Data Engineer, Apache Spark

Company Name: Capital One
Location: McLean, Virginia
Date Posted: 03rd Aug, 2016

Collaborating as part of a cross-functional Agile team to create and enhance software that enables state of the art, next generation Big Data & Fast Data applications

-Building efficient storage for structured and unstructured data

- Developing and deploying distributed computing Big Data applications using Open Source frameworks like Apache Spark, Apex, Flink, Storm, Akka and Kafka on AWS Cloud

- Utilizing programming languages like Java, Scala, Python and Open Source RDBMS and NoSQL databases like PostgreSQL and MongoDB  

-Utilizing Hadoop modules such as YARN & MapReduce, and related Apache projects such as Hive, Hbase, Pig, and Cassandra

-Developing data-enabling software utilizing open source frameworks or projects such as Spring, Angular JS, SOLR, Drools, etc.

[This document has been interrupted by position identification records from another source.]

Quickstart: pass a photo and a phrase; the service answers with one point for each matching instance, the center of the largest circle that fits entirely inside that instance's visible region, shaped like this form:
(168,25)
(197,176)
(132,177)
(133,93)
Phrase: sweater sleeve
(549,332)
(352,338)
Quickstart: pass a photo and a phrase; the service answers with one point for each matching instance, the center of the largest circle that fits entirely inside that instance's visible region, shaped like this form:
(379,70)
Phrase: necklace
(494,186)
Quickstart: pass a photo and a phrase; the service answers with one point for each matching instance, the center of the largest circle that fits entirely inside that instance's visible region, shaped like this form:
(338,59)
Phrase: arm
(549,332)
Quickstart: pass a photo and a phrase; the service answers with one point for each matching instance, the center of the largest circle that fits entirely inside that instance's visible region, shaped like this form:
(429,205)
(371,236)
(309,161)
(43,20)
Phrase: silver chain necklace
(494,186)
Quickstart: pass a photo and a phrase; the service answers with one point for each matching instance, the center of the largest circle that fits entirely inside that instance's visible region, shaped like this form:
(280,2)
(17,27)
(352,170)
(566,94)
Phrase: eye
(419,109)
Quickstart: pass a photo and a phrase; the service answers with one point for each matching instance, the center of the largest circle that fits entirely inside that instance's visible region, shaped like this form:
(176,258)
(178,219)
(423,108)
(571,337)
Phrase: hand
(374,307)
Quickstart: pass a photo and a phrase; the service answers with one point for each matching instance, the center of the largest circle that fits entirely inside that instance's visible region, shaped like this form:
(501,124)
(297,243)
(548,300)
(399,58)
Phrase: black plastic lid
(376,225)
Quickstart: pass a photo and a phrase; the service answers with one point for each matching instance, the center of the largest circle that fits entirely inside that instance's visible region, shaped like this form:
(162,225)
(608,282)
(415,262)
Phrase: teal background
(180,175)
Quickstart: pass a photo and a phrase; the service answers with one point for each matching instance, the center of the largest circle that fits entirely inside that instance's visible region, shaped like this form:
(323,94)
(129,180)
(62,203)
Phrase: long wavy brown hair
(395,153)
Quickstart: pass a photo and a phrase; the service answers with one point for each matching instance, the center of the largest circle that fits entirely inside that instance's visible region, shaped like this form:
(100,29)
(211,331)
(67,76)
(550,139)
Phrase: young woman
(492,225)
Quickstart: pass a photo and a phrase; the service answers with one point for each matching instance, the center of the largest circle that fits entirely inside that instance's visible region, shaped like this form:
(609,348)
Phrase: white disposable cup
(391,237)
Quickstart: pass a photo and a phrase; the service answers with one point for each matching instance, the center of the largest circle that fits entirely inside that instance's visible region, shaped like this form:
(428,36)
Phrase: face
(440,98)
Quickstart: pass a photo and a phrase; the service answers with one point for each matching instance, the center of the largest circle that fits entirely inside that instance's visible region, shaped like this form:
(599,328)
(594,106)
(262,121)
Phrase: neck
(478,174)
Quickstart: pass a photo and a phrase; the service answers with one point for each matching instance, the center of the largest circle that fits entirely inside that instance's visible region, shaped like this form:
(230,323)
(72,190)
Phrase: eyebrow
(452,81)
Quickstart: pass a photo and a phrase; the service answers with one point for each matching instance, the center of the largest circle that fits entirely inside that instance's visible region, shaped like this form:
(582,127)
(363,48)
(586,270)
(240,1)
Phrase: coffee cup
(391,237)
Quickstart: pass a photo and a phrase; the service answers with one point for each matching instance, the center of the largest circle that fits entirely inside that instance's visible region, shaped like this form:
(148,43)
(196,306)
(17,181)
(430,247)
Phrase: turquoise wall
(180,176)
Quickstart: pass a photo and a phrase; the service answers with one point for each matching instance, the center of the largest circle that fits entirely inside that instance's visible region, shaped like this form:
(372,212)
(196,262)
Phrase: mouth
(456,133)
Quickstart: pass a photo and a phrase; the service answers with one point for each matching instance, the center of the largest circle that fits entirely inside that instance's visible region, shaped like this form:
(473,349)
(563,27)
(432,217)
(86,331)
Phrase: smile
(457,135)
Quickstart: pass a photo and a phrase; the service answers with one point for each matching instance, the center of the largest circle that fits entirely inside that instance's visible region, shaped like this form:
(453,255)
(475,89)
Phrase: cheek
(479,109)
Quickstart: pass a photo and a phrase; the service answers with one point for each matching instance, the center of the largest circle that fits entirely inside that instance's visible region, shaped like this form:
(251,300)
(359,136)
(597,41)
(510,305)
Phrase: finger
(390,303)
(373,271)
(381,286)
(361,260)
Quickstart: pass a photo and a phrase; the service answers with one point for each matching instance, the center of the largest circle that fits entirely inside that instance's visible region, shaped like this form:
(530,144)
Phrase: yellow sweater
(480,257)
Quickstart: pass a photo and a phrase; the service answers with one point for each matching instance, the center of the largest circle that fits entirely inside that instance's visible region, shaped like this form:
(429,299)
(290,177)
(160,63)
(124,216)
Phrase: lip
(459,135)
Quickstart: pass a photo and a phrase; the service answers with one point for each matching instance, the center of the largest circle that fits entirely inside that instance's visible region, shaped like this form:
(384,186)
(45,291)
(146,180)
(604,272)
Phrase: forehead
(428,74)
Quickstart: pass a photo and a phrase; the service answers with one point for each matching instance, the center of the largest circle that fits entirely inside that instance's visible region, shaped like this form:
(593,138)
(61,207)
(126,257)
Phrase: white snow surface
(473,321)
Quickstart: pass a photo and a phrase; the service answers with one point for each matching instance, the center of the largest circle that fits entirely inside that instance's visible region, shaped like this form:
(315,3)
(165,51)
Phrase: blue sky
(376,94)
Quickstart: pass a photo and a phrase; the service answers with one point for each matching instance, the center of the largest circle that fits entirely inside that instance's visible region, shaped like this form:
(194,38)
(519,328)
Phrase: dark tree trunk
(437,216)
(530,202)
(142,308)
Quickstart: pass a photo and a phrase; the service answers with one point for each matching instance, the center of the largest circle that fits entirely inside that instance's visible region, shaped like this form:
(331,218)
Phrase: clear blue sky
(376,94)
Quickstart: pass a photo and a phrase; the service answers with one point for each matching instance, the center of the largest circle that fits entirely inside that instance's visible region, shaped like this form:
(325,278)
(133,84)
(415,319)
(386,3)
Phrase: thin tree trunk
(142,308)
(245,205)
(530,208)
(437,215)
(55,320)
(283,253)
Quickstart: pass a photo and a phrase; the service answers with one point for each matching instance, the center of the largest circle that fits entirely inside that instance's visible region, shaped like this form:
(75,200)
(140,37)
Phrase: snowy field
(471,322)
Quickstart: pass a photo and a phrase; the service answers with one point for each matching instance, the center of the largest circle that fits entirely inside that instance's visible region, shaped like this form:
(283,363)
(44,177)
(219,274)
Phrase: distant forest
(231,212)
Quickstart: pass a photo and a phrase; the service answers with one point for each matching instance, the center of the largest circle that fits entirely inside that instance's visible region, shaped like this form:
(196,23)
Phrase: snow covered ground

-Leveraging DevOps techniques and practices like Continuous Integration, Continuous Deployment, Test Automation, Build Automation and Test Driven Development to enable the rapid delivery of working code utilizing tools like Jenkins, Maven, Nexus, Chef, Teraform, Ruby, Git and Docker 

-Performing unit tests and conducting reviews with other team members to make sure your code is rigorously designed, elegantly coded, and effectively tuned for performance


-Bachelor’s Degree or military experience

-At least 3 years of professional work experience coding in data management

Preferred Qualifications:

-2+ years of experience with the Hadoop Stack

-2+ years of Distributed Computing frameworks experience

-2+ years experience with Cloud computing (AWS a plus)

-2+ years of NoSQL implementation experience (MongoDB and Cassandra a plus)

-4+ years Java or Scala development experience

-4+ years of scripting experience

-4+ years' experience with Relational Database Systems and SQL (PostgreSQL a plus)

-4+ years of ETL design, development and implementation experience

-4+ years of UNIX/Linux experience